Oil & Gas: Overall GDP Contribution
Trade is just one element of a nation’s overall economic performance. To get a better idea of how important oil is to the Canadian economy, public and private consumption, government investment and spending and foreign balance of trade (net exports) among other factors must be considered.
These all constitute GDP, a widely used measure of an economy’s output or production.
For example, while in 2018 the total export value of crude oil from Canada was over 1.5 times that of cars (as seen above), the overall contribution of the oil and gas industry to the national GDP ($117 billion) was more than 6 times that of the Ontario auto industry.
The bottom line: oil and gas is one of the single largest contributing sectors to the national economy. Furthermore, over the next decade oil and gas is expected to continue to be one of the largest contributors and a major source of tax revenues:
> $1.4 trillion to Canada’s GDP
> $139 billion in federal tax revenues
Canadian Sectors by GDP Contribution
Canada benefits when any of its industries are performing well, especially the oil and gas sector.
To put into perspective just how important oil is to the Canadian economy, some brief comparisons of total GDP contribution to Canada’s economy in 2018:
> Oil and gas extractive, service and pipeline sector - $132 billion
> Total finance and insurance sector - $129 billion
> Transportation sector (air, water, rail, trucking, related warehousing) - $78 billion
> Residential construction sector - $51 billion
> Agriculture, forestry and fishing industries - $40 billion
> Telecommunications sector - $33 billion
> Auto and parts manufacturing sector - $16 billion
*Note: 2018 GDP contribution of oil and gas above includes additional related sectors vs.
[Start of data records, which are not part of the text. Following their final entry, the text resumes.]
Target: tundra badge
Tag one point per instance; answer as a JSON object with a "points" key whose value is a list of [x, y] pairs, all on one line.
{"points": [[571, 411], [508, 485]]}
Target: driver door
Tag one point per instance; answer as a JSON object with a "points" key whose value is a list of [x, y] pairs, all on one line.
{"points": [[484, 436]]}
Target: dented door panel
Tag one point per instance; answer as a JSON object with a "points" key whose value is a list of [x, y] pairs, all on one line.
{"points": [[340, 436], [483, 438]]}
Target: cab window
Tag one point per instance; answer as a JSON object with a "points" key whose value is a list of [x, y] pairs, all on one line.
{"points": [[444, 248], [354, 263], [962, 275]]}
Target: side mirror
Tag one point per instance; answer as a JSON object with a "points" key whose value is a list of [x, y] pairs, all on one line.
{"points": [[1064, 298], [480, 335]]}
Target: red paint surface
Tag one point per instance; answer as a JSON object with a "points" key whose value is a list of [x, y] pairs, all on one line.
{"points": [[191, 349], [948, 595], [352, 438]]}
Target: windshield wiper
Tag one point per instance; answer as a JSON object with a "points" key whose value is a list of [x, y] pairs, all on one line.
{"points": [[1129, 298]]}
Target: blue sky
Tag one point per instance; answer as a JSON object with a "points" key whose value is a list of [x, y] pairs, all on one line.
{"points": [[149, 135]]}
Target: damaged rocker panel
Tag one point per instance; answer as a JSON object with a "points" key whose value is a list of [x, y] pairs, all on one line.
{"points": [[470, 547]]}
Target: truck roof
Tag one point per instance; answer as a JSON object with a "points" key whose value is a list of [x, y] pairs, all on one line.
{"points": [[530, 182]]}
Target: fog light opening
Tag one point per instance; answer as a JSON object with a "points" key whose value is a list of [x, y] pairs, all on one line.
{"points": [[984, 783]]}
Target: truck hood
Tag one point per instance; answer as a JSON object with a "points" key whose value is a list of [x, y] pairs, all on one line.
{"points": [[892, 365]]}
PLANT figure of $117 billion
A Strong Oil and Gas Sector Benefits all of Canada
As indicated by the immense contribution to the national GDP, the oil and gas sector is extremely important to the Canadian economy.
Many respected business leaders across the country have said something along the lines of what Patricia Mohr has, a respected economist and market commodity specialist in Vancouver, BC:
“Canada is a trading nation. We owe our economic prosperity and relatively high per-capita income to trade — and crude oil dominates that trade.”
She is right. For example, in 2014/2015 Alberta (home to over 80% of oil production in Canada) had a net contribution to federal finances (taxes paid minus services and transfers received) of $27 billion. That was when the province's petroleum industry was strong and oil prices were high. In 2018, that figure dropped to around $21 billion.
Even when Alberta’s oil and gas sector was struggling to get back on its feet, it still made net transfer payments to Ottawa of well over $20 billion each year between 2015 - 2018.
Canada Should Be Proud
A strong oil and gas sector in Canada means billions more in transfer payments that can help pay for social programs, schools, hospitals and the jobs that go with across the country.
According to the most recent study, the world’s demand for oil is expected to peak by 2035. As the most environmentally friendly, transparent and regulated oil producer in the world, Canada should be the one to meet growing demand across the globe.
A strong oil and gas sector is extremely important to the Canadian economy. All Canadians should realize just how incredible its economic contribution is for municipal and provincial economies – whether it be through direct / indirect activity, or transfer payments – from coast-to-coast-to-coast.